E in molti ucraini s’è fatta strada l’idea che un accordo di adesione –entro un numero ragionevole di anni- all’Unione, garantirebbe un rilancio economico e uno statuto liberale. I discendenti degli ottomani e i tatari militano in prevalenza in questo schieramento, anche per secolari doglianze verso i russi.
Dall’occupazione,nel 700, dell’Ucraina da parte delle truppe di Caterina la grande, una politica di colonizzazione dell’area è stata tenacemente seguita, tanto che in Crimea la maggioranza della popolazione appartiene all’etnia russa e non è legata da sentimenti nazionali verso Kiev.
L’economia del Paese è tributaria del grande vicino: riceve sussidi annuali, rifornimenti di petrolio e gas, incassa i pedaggi per gli oleodotti e i gasdotti che percorrono il territorio.
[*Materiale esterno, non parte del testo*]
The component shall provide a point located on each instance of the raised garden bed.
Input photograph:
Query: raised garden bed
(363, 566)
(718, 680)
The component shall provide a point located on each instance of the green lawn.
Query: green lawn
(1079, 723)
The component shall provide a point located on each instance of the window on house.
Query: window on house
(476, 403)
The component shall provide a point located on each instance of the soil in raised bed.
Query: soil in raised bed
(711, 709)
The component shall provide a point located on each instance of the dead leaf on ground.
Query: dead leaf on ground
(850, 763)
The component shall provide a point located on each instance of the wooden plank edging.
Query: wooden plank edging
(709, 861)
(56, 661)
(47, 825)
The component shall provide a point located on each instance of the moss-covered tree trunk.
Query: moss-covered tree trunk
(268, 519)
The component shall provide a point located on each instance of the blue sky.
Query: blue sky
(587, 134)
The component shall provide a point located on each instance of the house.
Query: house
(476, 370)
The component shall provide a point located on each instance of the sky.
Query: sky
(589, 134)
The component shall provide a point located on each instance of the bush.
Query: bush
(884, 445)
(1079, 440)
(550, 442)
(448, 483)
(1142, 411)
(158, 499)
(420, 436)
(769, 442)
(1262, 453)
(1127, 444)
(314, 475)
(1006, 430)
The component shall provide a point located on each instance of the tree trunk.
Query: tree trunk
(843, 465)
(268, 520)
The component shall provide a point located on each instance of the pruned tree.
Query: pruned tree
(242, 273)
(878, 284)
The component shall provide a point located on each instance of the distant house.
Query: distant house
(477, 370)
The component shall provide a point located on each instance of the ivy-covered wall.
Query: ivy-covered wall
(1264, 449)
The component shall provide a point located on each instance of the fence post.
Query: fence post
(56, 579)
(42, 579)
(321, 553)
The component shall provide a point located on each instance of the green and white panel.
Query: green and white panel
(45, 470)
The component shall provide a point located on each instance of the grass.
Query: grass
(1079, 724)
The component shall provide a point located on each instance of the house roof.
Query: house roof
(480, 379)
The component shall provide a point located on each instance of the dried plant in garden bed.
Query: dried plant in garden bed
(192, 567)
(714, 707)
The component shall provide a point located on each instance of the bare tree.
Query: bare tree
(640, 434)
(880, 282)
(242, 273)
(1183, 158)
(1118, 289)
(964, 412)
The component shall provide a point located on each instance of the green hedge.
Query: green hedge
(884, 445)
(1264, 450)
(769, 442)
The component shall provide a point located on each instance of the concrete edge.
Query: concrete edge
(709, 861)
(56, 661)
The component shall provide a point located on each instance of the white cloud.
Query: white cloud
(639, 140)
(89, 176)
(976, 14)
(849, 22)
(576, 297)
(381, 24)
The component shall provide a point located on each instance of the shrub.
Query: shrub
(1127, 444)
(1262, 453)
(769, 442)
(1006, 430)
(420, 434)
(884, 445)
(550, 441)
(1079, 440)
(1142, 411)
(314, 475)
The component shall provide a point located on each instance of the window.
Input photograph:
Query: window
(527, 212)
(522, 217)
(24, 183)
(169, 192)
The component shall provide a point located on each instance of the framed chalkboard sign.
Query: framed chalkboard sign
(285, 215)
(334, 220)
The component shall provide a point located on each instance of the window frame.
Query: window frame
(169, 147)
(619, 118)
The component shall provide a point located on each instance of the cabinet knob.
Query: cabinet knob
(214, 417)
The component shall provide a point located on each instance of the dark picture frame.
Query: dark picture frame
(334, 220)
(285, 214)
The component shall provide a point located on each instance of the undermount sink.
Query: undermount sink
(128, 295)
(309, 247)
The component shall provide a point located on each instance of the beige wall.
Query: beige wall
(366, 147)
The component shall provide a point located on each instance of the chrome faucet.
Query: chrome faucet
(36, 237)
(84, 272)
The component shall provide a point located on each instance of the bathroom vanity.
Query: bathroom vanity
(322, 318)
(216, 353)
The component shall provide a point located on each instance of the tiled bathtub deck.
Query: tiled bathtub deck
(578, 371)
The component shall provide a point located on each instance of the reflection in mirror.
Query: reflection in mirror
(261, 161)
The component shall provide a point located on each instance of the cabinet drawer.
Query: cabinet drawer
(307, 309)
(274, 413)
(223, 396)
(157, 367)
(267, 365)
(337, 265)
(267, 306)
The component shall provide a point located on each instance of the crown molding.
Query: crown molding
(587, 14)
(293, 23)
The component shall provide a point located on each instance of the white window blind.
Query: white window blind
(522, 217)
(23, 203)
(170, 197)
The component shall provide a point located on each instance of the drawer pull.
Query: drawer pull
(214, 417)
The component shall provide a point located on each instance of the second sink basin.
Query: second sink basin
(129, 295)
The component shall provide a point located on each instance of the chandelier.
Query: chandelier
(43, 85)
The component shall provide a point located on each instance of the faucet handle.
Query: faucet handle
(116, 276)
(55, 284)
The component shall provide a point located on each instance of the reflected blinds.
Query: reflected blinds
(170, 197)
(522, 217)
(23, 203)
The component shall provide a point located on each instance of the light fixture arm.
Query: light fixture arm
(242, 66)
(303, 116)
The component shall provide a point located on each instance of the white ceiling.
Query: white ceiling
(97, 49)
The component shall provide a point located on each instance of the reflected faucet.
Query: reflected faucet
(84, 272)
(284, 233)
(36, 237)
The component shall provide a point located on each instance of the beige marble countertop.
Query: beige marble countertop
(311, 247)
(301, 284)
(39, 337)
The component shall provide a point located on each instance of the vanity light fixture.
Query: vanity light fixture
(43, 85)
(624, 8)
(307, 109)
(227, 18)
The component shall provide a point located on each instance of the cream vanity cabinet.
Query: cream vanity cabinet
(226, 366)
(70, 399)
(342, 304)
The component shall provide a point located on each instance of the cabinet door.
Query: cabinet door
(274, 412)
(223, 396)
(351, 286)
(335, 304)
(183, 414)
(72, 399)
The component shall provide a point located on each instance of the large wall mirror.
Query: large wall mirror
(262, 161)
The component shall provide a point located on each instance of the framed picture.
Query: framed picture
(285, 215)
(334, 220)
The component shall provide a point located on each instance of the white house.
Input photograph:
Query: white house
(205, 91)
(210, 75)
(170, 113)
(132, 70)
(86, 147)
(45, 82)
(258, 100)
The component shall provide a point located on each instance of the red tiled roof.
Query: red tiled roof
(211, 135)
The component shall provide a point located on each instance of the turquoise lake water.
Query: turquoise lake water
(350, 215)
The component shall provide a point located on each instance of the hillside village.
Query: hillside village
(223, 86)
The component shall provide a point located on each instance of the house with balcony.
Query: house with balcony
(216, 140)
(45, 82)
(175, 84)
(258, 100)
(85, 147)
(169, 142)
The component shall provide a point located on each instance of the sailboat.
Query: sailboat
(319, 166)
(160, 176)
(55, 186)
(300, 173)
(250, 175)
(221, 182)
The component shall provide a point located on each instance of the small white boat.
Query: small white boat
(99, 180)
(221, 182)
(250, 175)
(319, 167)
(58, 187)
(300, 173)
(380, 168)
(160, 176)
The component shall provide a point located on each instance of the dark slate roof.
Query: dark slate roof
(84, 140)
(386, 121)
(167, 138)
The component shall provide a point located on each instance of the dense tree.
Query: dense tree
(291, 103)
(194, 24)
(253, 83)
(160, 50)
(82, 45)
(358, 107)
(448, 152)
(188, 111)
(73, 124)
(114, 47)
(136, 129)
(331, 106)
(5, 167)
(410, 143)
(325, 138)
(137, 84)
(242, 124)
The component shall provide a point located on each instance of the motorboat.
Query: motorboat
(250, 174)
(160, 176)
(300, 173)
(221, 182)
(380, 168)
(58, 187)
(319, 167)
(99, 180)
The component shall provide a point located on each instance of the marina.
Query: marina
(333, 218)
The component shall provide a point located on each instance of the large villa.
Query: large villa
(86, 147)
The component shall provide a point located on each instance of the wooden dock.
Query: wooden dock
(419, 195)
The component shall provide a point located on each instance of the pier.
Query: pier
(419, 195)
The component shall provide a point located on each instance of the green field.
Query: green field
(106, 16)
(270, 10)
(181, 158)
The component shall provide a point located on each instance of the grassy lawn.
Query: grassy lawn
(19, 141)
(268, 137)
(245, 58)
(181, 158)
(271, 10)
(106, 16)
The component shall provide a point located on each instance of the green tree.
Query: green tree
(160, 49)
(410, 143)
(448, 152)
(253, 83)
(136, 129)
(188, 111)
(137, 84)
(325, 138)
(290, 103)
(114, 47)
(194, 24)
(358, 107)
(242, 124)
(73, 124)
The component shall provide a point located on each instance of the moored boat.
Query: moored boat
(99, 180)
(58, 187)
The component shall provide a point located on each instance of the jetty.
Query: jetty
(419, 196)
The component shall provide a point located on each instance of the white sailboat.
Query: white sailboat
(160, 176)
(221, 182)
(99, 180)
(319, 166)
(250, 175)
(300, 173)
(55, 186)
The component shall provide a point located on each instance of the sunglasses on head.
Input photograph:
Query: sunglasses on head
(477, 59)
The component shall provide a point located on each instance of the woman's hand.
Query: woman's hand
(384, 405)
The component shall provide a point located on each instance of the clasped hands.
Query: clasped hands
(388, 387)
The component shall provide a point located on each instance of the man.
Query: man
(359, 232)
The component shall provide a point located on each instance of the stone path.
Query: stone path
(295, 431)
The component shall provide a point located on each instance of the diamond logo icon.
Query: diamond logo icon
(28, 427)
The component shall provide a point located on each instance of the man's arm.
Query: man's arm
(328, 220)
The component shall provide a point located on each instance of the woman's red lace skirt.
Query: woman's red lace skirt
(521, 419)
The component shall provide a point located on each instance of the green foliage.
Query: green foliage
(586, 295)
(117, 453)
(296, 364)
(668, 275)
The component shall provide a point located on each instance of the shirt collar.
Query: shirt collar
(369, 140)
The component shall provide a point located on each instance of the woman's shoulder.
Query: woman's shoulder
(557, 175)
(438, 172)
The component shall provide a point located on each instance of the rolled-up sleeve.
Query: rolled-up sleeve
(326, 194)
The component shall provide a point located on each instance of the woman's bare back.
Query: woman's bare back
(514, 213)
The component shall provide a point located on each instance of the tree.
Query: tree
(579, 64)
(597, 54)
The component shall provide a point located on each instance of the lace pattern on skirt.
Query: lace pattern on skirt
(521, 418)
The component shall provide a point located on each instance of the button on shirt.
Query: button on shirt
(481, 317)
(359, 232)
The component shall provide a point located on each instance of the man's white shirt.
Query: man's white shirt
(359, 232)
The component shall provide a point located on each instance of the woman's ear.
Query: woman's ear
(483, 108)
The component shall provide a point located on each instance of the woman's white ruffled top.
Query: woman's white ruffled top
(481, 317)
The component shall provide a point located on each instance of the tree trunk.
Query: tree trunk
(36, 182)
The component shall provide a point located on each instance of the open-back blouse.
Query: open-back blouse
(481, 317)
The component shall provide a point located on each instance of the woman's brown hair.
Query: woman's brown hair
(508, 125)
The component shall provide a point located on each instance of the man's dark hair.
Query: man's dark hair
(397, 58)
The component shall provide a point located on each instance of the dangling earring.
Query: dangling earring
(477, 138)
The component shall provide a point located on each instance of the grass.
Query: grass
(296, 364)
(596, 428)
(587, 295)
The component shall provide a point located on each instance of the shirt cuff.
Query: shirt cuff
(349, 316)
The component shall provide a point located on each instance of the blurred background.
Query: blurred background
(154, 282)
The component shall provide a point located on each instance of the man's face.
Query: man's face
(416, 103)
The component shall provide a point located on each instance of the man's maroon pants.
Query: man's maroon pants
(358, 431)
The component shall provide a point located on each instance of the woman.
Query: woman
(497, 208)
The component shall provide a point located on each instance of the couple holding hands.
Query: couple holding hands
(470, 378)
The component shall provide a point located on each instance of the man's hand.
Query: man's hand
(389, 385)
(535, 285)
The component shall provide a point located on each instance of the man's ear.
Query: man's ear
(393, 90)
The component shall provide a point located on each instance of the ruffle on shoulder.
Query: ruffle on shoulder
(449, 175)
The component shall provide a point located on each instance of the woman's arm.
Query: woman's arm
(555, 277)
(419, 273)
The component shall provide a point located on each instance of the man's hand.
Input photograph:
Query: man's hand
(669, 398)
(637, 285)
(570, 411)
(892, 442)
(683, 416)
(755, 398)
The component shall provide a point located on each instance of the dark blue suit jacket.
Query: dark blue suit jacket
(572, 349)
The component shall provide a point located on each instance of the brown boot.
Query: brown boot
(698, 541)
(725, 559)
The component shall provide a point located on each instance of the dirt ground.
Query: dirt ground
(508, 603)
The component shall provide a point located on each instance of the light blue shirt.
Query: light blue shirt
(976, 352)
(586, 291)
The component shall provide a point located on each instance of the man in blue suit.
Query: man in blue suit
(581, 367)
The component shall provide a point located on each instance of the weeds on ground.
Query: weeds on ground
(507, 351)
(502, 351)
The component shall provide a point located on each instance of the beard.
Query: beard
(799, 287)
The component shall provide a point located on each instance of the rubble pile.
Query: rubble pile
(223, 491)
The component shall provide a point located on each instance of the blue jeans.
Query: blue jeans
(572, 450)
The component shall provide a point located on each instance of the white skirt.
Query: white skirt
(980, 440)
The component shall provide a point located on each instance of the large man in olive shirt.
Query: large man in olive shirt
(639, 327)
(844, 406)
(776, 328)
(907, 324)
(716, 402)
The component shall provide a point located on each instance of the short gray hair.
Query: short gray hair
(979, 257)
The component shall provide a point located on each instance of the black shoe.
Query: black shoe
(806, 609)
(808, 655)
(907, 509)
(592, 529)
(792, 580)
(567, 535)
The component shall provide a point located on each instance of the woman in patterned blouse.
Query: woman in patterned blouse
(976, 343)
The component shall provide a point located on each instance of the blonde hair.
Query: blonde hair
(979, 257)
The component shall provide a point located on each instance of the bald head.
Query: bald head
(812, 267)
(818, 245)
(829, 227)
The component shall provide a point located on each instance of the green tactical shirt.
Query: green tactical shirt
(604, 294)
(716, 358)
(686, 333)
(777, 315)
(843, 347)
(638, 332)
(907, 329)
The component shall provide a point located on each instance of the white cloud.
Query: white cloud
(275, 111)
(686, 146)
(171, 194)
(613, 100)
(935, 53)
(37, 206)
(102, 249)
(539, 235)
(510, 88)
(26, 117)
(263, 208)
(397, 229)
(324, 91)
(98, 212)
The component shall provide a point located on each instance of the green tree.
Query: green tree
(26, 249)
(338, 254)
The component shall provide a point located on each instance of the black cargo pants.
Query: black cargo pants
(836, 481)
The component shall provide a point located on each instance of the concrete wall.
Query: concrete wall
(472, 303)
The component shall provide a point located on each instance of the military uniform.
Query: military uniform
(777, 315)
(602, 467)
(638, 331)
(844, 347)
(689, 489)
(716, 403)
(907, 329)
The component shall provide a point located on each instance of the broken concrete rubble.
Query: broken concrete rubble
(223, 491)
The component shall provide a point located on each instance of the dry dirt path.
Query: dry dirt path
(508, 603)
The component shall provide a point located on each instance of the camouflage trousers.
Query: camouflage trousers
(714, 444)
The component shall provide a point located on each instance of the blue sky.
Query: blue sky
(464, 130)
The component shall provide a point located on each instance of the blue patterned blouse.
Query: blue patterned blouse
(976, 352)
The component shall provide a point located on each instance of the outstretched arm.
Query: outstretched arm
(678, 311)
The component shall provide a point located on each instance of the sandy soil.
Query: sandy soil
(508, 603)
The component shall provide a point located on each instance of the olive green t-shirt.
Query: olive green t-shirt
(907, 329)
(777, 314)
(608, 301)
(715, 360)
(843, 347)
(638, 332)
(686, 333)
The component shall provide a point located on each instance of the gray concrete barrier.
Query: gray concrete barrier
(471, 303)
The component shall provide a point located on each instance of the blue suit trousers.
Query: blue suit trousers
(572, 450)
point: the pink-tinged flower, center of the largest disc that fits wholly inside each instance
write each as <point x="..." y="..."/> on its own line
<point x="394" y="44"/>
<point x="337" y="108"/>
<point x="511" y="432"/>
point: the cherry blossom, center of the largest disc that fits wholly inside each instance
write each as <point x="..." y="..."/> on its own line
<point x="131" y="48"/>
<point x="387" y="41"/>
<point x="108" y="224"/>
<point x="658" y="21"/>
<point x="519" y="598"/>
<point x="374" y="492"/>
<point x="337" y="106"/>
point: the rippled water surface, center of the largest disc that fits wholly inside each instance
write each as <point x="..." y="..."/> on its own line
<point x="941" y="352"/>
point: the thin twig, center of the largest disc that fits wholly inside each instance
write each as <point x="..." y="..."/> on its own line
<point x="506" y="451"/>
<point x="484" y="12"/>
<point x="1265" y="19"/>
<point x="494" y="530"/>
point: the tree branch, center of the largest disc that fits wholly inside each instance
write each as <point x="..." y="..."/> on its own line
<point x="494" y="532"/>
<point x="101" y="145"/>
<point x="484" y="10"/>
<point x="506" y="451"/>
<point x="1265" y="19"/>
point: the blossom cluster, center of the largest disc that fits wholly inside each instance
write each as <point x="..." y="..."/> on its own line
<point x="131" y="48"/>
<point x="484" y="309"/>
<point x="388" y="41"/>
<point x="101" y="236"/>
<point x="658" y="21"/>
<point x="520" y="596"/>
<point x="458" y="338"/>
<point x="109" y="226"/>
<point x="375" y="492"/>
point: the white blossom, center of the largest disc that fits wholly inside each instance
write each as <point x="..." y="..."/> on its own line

Non a caso, proprio i questi giorni, Gasprom, la compagnia russadi Stato, ha intimato all’Ucraina il pagamento di forniture arretrate.
Sembra, oggi, evidente e inevitabile che la Crimea celebri il referendum e decida, quindi, di lasciare l’Ucraina, aderendo in qualche modo alla Confederazione russa.
Se qualcuno a Kiev o, peggio, a Washington, a Londra e a Parigi intendesse opporsi a questa svolta, la corsa verso un bagno di sangue subirebbe una grave accelerazione.
Certo, si tratterebbe di un bagno di sangue ucraino, dato che né Obama né i suoi amicibellicosi, possono mandare un soldato laggiù.


E il sangue confermerebbe il cinismo che percorre l’Europae le sue inconciliabili divergenze interne.